PAI-1 Binds to LRP on the Cell Surface—The fact that RAP blocked PAI-1-induced cell migration suggested that the induction required the binding of PAI-1 to LRP. A variety of experiments were performed to demonstrate that PAI-1 binds to LRP on the cell membrane. We initially performed "pull-down" experiments in which RSMC containing LRP on their surface were mixed with PAI-1 or PAI-1 variants in the absence or presence of RAP. The cells were lysed, immunoprecipitated using a monoclonal antibody against LRP, and then Western-blotted for either LRP or PAI-1. We detected both PAI-1 itself and cleaved (inactive) PAI-1 in the immunoprecipitates from the cells incubated in the absence of RAP, but neither was detected in the presence of RAP (Fig. 5A). The cleaved form of PAI-1 lacks the C terminal portion of the molecule (25) and migrates slightly faster than intact PAI-1. PAI-1 R346M/M347S was not detected in these pull-down experiments suggesting that it bound poorly to LRP, and that its failure to induce cell migration was related to its inability to bind to this receptor. This hypothesis is supported by direct binding studies using surface plasmon resonance (Fig. 5B). In these experiments, purified LRP was immobilized on the biosensor chip, and then the various PAI-1 variants were injected, and their interactions with the immobilized LRP were recorded.
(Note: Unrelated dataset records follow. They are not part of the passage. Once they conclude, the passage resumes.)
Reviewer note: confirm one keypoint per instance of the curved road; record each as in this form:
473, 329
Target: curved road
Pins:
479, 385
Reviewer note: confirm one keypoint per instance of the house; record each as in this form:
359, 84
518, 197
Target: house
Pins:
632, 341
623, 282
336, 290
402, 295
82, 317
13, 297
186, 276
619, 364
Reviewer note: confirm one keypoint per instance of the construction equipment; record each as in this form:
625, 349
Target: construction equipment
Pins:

The corresponding kinetic constants were derived from the resulting association and dissociation curves (Table I). All PAI-1 variants that demonstrated chemotactic activity were able to bind to LRP with similar affinity (KD {approx} 80-160 nM), while the variant, which was not chemotactic (i.e. PAI-1 R346M/M347S) showed little specific binding to the immobilized LRP (KD {approx}16 µM).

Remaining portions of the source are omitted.